Ahí va la hostia, pero si eras otro troll, o el mismo que tiene veinte cuentas, a saber. Mi carrera de pinta y colorea no tiene nada subnormal.

De la segunda frase no he pasado, a saber las chorradas que dices, eso sí, me ha parecido ver en uno de esos movimientos balísticos de la vista la palabra langosto junto a sacrificio.

Para que lo sepas, no escribo eso para quejarme, pues soy un hombre, si no más bien para describir la situación, langosto de mierda.

Y ahora púdrete en el ignore hijo de la gran puta.


----------



## Toctocquienes (1 Jul 2022)

Doctor Nunca dijo:


> Me canso de verlo. Chavales jóvenes que de haber nacido en otro lugar, quizás en otra época, se habrían comido el mundo, llenos de talento potencial, viendo la vida pasar; aguantando a un palillero en la hostelería, puteados indefinidamente entre másters, cursillos, títulos de idiomas, prácticas no remuneradas, etc, pastoreados por un sistema educativo que es un nido de parásitos, soportando la dualidad en el mercado laboral y el rodillo de la langostada que lo exprime, relegado sentimentalmente por la burbuja sexual, los portales de empleo que le chupan los datos, el paro por falta de enchufe, las estafas académicas y laborales, las sucesivas crisis de un modelo productivo ineficiente, la pandemia, el optimismo obligatorio, los psiquiatras y el negocio de la autoayuda que viven de su dolor, el feminismo..
> 
> ...Es muy duro tener todo a un palmo de la mano y que un conglomerado de hijos de puta y mafias que controlan el estado te lo impidan. Contemplar, impotente, día tras día, como te roban tu vida e impiden realizar tu esencia mientras los niños de papá pueden salvarse de la quema.
> 
> España es una tragedia humana que devora a sus hijos




Buena sarta de gilipolleces.
A ver anormal hijo de mil putas. En España no hay mucho talento. Hay muchos licenciados, que no es lo mismo.
Cada año salen miles y miles de licenciados, más de los que el mercado puede absorber, y aún así, miles y miles de descerebrados siguen matriculándose en universidades.
Es SU puto problema. Los inteligentes que no hemos seguido el rebaño nos hemos ganado un sitio. La masa borrega que ha repetido los errores de las generaciones anteriores se merece comer una mierda, y se la están comiendo.

En realidad, es un sistema justo: ves a mil personas de una carrera en paro o cobrando una mierda, y te matriculas en esa misma carrera.
¿Es a eso a lo que llamas talento? Ojalá veas morir a tu puta familia de forma agónica por subnormal.


----------



## skan (1 Jul 2022)

Black Jack dijo:


> Sinceramente, creo que el que vale, vale, y el que necesita que le lleven de la manita para triunfar realmente no merece triunfar. El joven que vale acaba trabajando de lo suyo, sea aquí o en Japón. Un chaval que no es capaz de ponerse a estudiar noruego viendo que en Noruega hay plazas de lo suyo, ese chaval no vale para nada porque es un flojo y un empanado. Que sí, que ojalá en España se pudiera premiar más el talento, pero la realidad es la que es, y el que no sabe adaptarse a la realidad no merece nada.

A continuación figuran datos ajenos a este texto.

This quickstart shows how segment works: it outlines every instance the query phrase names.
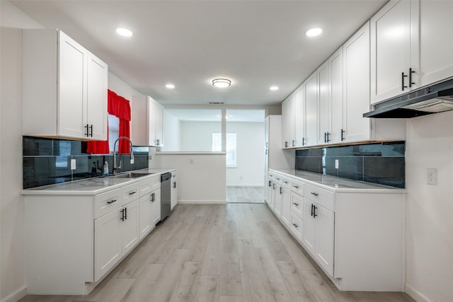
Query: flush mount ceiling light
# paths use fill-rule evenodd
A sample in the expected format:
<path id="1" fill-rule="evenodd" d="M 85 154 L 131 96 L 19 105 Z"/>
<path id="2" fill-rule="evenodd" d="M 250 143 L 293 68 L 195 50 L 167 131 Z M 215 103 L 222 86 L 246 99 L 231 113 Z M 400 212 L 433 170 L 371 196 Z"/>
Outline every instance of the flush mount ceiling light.
<path id="1" fill-rule="evenodd" d="M 305 32 L 305 35 L 307 37 L 316 37 L 321 35 L 322 33 L 323 29 L 321 28 L 311 28 Z"/>
<path id="2" fill-rule="evenodd" d="M 132 37 L 134 35 L 134 33 L 132 33 L 132 30 L 125 28 L 117 28 L 116 29 L 116 33 L 123 37 Z"/>
<path id="3" fill-rule="evenodd" d="M 224 88 L 229 87 L 231 85 L 231 81 L 228 79 L 214 79 L 212 80 L 212 85 L 219 88 Z"/>

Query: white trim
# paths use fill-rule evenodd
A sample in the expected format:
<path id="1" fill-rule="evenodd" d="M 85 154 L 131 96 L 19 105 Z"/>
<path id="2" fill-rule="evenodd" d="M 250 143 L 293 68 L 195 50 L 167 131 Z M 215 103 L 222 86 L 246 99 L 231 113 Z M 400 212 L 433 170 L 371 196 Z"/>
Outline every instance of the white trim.
<path id="1" fill-rule="evenodd" d="M 420 291 L 414 289 L 407 283 L 404 284 L 404 291 L 417 302 L 434 302 Z"/>
<path id="2" fill-rule="evenodd" d="M 27 296 L 27 286 L 24 285 L 13 294 L 4 298 L 1 302 L 17 302 L 25 296 Z"/>
<path id="3" fill-rule="evenodd" d="M 238 183 L 238 184 L 227 184 L 226 187 L 264 187 L 264 185 L 259 183 Z"/>
<path id="4" fill-rule="evenodd" d="M 181 200 L 178 199 L 178 204 L 226 204 L 226 200 L 195 200 L 195 199 L 188 199 L 188 200 Z"/>

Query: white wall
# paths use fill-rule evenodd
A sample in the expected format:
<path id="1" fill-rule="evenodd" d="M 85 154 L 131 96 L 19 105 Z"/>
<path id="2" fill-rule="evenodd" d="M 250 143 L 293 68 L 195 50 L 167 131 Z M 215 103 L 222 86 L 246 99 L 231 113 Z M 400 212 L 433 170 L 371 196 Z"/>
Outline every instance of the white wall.
<path id="1" fill-rule="evenodd" d="M 42 26 L 9 2 L 0 1 L 0 298 L 25 294 L 22 190 L 22 30 Z"/>
<path id="2" fill-rule="evenodd" d="M 178 202 L 226 202 L 225 153 L 156 153 L 150 168 L 178 169 Z"/>
<path id="3" fill-rule="evenodd" d="M 180 122 L 166 110 L 164 110 L 164 146 L 163 151 L 180 151 Z"/>
<path id="4" fill-rule="evenodd" d="M 220 122 L 180 121 L 181 151 L 212 151 L 212 132 L 222 132 Z"/>
<path id="5" fill-rule="evenodd" d="M 260 187 L 264 184 L 264 122 L 226 122 L 236 132 L 237 168 L 226 168 L 227 186 Z"/>
<path id="6" fill-rule="evenodd" d="M 406 141 L 406 291 L 453 301 L 453 112 L 409 119 Z M 428 168 L 437 185 L 426 184 Z"/>

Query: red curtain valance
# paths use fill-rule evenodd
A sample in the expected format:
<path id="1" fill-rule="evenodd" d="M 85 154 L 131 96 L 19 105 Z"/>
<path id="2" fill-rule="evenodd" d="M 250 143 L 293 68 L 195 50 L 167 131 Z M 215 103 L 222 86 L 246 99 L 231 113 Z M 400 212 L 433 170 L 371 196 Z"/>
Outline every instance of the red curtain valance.
<path id="1" fill-rule="evenodd" d="M 125 98 L 118 95 L 110 89 L 108 91 L 107 111 L 120 119 L 120 137 L 130 138 L 130 103 Z M 90 141 L 86 152 L 92 154 L 108 154 L 108 133 L 107 141 Z M 118 142 L 118 153 L 127 154 L 130 152 L 130 144 L 125 139 Z"/>

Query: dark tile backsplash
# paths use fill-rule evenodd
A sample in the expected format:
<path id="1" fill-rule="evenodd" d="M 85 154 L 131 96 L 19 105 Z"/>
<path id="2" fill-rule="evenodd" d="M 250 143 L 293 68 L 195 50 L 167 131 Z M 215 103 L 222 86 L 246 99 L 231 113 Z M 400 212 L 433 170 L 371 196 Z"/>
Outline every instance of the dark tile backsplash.
<path id="1" fill-rule="evenodd" d="M 296 170 L 403 188 L 405 151 L 404 141 L 297 150 Z"/>
<path id="2" fill-rule="evenodd" d="M 113 156 L 91 155 L 86 153 L 86 142 L 63 139 L 23 138 L 23 188 L 40 187 L 102 175 L 105 161 L 109 173 L 113 173 Z M 148 168 L 148 153 L 134 152 L 134 164 L 130 155 L 120 155 L 122 171 Z M 76 159 L 76 170 L 71 170 L 71 159 Z"/>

Desgraciadamente el 80% de lo que consigue la gente es por herencia, enchufe o incluso robando.


----------



## BigJoe (1 Jul 2022)

Yo he conocido a gente intelectualmente brillante , que estudiaron carreras difíciles con nota y han preferido trabajar de funcionarios a intentar dedicarse a la investigación, se educaron en el Estado y terminaron trabajando para el.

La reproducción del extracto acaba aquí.